The food we came across in Chania was a bit more varied than the tavernas we found elsewhere, such as Athens and Rethymno and Heraklion. The food was universally excellent, and the variety was a nice change of pace around the midway point of our trip.
Souvlakerie, Ir. Politechniou
We waited til our second-to-last full day in Chania to try a place called Souvlakerie just down the street from our hotel apartment. This turned out to be a bit of a mistake because it made for a delicious and cheap lunch. So we went back again the next day.
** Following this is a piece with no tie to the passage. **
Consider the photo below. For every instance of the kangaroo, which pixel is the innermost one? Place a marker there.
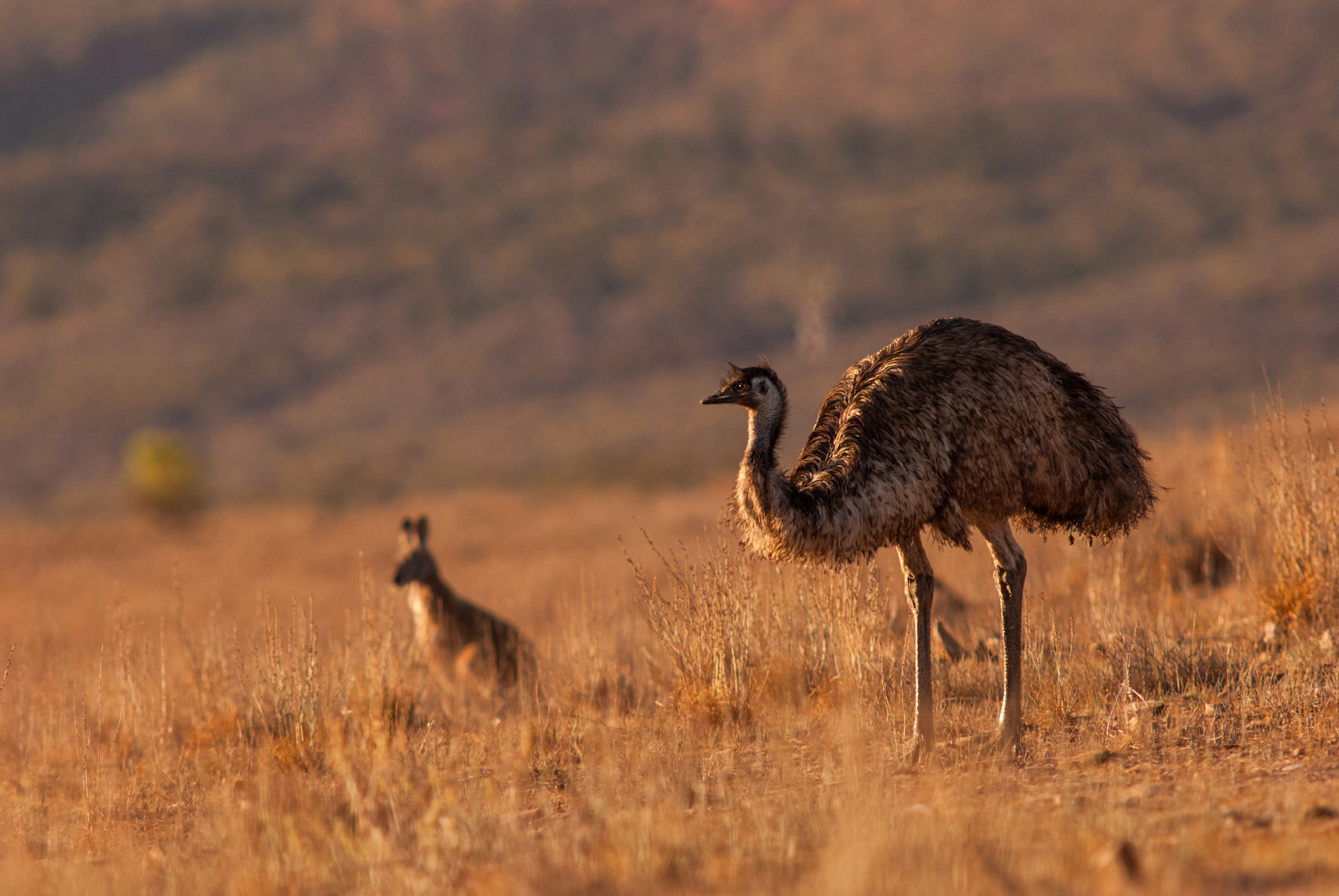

Souvlaki and gyro joints are a fairly common form of fast food in Greece — these tend to be casual places where you can get your order to take away or to eat in. The meat spins all day on spits (gyros) and when you order they quickly shave off a portion and serve it to you in a pita or on a plate. Usually fries are involved, sometimes right inside the pita, which is surprisingly delicious. We tried both the pork and chicken wraps; they were equally great and cost under €3 (about $4.50 CAD) each.
Tamam, Zampeliou
The restaurant Tamam, located in the old town, came highly recommended on every “best of” Chania food list, and also from the hotel staff. This raised our expectations, which can be a risky thing, but there was no need to worry: Tamam was probably our best meal in Chania.
Tamam has been in business since 1982 and has multiple rooms and kitchens spread across several doorways on a narrow street. The restaurant specializes in Greek food with an emphasis on the Turkish and Ottoman influences from centuries past. The midday weather was mild, and with a bit of help from an overhead heater, we were able to eat outside.
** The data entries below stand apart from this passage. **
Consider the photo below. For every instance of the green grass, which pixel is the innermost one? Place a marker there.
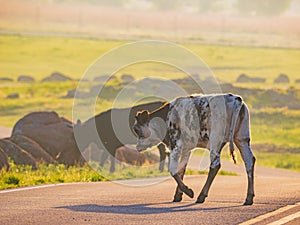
(280, 127)
(40, 56)
(21, 176)
(288, 161)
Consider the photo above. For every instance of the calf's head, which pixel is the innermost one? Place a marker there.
(147, 130)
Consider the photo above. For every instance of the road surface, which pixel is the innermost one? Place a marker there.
(125, 203)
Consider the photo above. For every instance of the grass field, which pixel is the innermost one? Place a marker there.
(40, 56)
(20, 176)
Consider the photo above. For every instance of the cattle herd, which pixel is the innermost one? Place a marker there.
(207, 121)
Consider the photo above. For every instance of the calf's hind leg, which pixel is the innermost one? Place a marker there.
(213, 170)
(249, 161)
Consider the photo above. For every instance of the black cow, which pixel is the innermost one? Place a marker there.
(111, 129)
We ordered several dishes: meatballs in lemon cheese sauce; a special Tamam salad with walnuts, lettuce, cabbage, carrot, and avocado; and Iranian rice made with with a mix of ingredients similar to pilaf. It was a great meal and the dishes balanced each other well.
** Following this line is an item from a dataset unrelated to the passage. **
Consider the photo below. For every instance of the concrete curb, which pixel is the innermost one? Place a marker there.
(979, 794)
After the meal, as is common in Greece, we got complimentary dessert and some palate-cleansing firewater. In this case it was halva and raki.
MomS, Ir. Politechniou
MomS, immediately next to our hotel, is a very slick all-day operation. They serve American-style comfort food like burgers, pizza, and pasta. They do it exceedingly well, in a beautiful modern space with friendly and super-efficient staff. We visited for two dinners during our stay and tried a mix of dishes.
Lawbby Bar, Pl. Eleftherias
Lawbby Bar, a few blocks from our hotel in the square in front of the Chania courthouse, was another very modern and efficient spot. We visited for lunch on a rainy day, mainly due to its convenient location, and we were glad we did.
The food was nothing ambitious — chicken and club sandwiches — but it was very tasty, and the fried potatoes were shaved into curls to create a magical middle ground between fries and potato chips.
In keeping with their courthouse neighbourhood, the walls at Lawbby are decorated with prints of courtroom sketches from various American celebrity trials. Immortalized here: Michael Jackson, Martha Stewart, Taylor Swift, and Courtney Love.
A mellow dog wandered in and crashed out on the mat behind my chair. He was apparently welcomed as a regular: he did not bother anyone, and nobody bothered him.
Street Kiosk, Ir. Politechniou
Small and not-so-small street kiosks — like this one near our hotel where we made several purchases — are common in Greek cities. They sell everything that you’d find in a typical convenience store back home, like snacks, juice, pop, and cigarettes. They also sell wine and beer.
The kiosks are on the sidewalk, right next to the side of the road, so the customers are a mix of pedestrians and people in cars or on scooters who pull up in front and hop out to make a quick purchase.